Examples of green infrastructure in action:

  • The City of Chicago is responding to global warming by planting an urban forest.  Research showed that the city’s trees could store 855,000 tons of carbon and reduce the need for air-conditioning by intercepting up to 90 per cent of solar energy. (Average UK temperatures are predicted to rise by as much as 4ºC this century but research by the University of Manchester shows that an increase of 10% in the urban tree canopy cover would be enough to cancel out this temperature increase.)
  • In Malmö, Sweden, the city’s sewers could not cope with stormwater and the district of Augustenborg was flooding every year. Now the rainwater is channelled from gutters through swales, ponds and wetlands, radically reducing the amount of water and creating a much greener, safer landscape.  
  • The Manor and Castle Green estates in Sheffield were labelled the worst estates in Britain.  Their open spaces were a liability. A green infrastructure programme over the last decade has transformed not just the landscape but the confidence and culture of the place. Green spaces are now even used to pilot sustainable urban drainage and green waste processing.
  • Middlesbrough Urban Growing is a project about growing food in public spaces.  Activities have taken place in 264 locations and culminate each September in a town meal for thousands of people. They have a vision of edible landscapes across the whole town and their long term aim is for Middlesbrough to become self sustaining.

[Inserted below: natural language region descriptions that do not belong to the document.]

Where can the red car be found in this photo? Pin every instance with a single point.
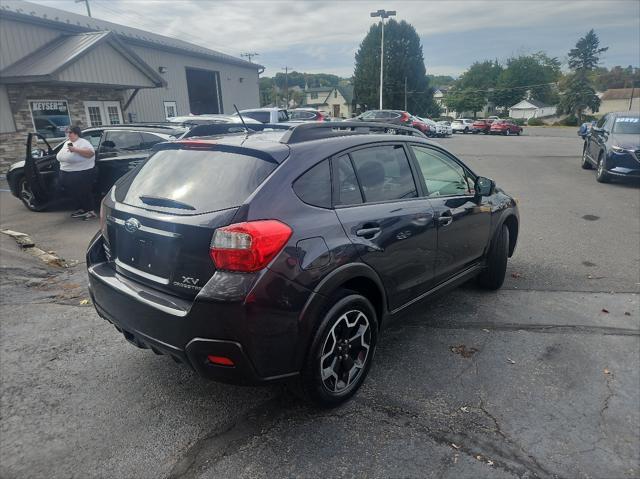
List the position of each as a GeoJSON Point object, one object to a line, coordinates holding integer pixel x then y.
{"type": "Point", "coordinates": [481, 126]}
{"type": "Point", "coordinates": [505, 127]}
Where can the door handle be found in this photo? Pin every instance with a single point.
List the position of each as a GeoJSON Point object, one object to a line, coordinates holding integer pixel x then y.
{"type": "Point", "coordinates": [368, 233]}
{"type": "Point", "coordinates": [445, 219]}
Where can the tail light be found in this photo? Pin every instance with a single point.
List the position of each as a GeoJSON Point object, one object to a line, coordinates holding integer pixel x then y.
{"type": "Point", "coordinates": [249, 246]}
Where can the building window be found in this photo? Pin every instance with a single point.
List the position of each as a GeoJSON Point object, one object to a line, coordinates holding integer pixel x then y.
{"type": "Point", "coordinates": [114, 116]}
{"type": "Point", "coordinates": [95, 115]}
{"type": "Point", "coordinates": [50, 117]}
{"type": "Point", "coordinates": [170, 109]}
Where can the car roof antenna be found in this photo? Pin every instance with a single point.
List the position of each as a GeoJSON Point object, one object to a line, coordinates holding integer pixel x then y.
{"type": "Point", "coordinates": [246, 128]}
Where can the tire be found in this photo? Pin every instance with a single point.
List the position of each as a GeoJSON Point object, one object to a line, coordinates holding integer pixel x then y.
{"type": "Point", "coordinates": [601, 173]}
{"type": "Point", "coordinates": [585, 162]}
{"type": "Point", "coordinates": [26, 196]}
{"type": "Point", "coordinates": [493, 275]}
{"type": "Point", "coordinates": [325, 379]}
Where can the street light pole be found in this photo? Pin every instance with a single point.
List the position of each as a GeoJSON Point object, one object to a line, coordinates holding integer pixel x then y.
{"type": "Point", "coordinates": [382, 14]}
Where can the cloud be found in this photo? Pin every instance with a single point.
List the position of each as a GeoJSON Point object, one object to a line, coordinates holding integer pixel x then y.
{"type": "Point", "coordinates": [324, 35]}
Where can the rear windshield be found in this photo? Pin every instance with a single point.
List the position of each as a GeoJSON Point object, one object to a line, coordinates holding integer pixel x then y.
{"type": "Point", "coordinates": [193, 182]}
{"type": "Point", "coordinates": [261, 116]}
{"type": "Point", "coordinates": [627, 125]}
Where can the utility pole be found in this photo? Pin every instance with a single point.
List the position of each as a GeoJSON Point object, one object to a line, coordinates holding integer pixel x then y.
{"type": "Point", "coordinates": [405, 93]}
{"type": "Point", "coordinates": [286, 84]}
{"type": "Point", "coordinates": [86, 2]}
{"type": "Point", "coordinates": [382, 14]}
{"type": "Point", "coordinates": [249, 55]}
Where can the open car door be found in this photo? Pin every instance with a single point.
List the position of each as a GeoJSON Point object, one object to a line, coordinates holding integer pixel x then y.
{"type": "Point", "coordinates": [35, 186]}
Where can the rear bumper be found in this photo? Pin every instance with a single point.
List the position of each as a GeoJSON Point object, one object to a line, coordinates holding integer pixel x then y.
{"type": "Point", "coordinates": [190, 330]}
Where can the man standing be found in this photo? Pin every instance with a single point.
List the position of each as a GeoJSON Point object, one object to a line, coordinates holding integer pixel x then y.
{"type": "Point", "coordinates": [77, 161]}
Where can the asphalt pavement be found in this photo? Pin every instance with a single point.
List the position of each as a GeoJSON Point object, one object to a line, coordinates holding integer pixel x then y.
{"type": "Point", "coordinates": [539, 379]}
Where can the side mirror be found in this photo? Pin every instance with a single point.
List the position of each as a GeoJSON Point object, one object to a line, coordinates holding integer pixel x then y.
{"type": "Point", "coordinates": [484, 186]}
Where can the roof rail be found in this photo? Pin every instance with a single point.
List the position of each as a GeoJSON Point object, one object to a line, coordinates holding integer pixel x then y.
{"type": "Point", "coordinates": [329, 129]}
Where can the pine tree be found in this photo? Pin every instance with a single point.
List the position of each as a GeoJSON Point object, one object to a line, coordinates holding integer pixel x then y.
{"type": "Point", "coordinates": [403, 58]}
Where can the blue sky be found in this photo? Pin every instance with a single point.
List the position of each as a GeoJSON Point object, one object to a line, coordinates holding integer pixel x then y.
{"type": "Point", "coordinates": [323, 36]}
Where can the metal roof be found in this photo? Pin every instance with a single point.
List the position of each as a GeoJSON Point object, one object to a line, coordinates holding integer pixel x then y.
{"type": "Point", "coordinates": [54, 57]}
{"type": "Point", "coordinates": [71, 22]}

Grey to Green – some facts and figures

£7.2bn             

Total local authority spending on highways, 2008/09

£1.1bn             

Total local authority spending on parks and open spaces, 2008/09

93,900             

Membership of the main highways and civil engineer professional bodies

6,000               

Membership of the main landscape design and management professional bodies

£1bn, one tenth of the national road building budget of £10bn could procure:

  • 50 new parks (£10m for a medium sized park - £500m)
  • 500,000 new street trees (£400 each - £200m)
  • 600 miles of greenway – a network of off-road routes for cyclists and pedestrians in and around towns (£250k a mile - £150m)
  • 1.5 million sq m of green roof for public building (£100 psqm - £150m)

Notes to editors

  • PricewaterhouseCoopers analysed public spending in four typical English local authorities for the current financial year 2009/10, using the analysis by portfolio contained within their publicly available budget books.
  • CABE’s campaign has been supported by Getmapping and Mersey Forest. An installation has been created for the campaign launch using high resolution aerial photography of Liverpool, Gloucester and the London boroughs of Islington and Hackney supplied by Getmapping. Mersey Forest, together with artist Morag Myerscough, used a combination of computer technology and painstaking hand rendering to select only the green elements from the photographs.  The resulting, beautiful ‘maps’ give a clear sense of the quantity and distribution of the green infrastructure of each place and question the very basis on which we map our towns and cities.
  • A greenway is a network of off-road routes for cyclists and pedestrians in and around towns.
  • CABE is the government’s advisor on architecture, urban design and public space. As a public body, we encourage policymakers to create places that work for people. We help local planners apply national design policy and offer expert advice to developers and architects. We show public sector clients how to commission buildings that meet the needs of their users. And we seek to inspire the public to demand more from their buildings and spaces. Advising, influencing and inspiring, we work to create well-designed, welcoming places,
  • CABE Space is a unit within CABE aiming to bring excellence to the design, management and maintenance of parks and public space in our towns and cities.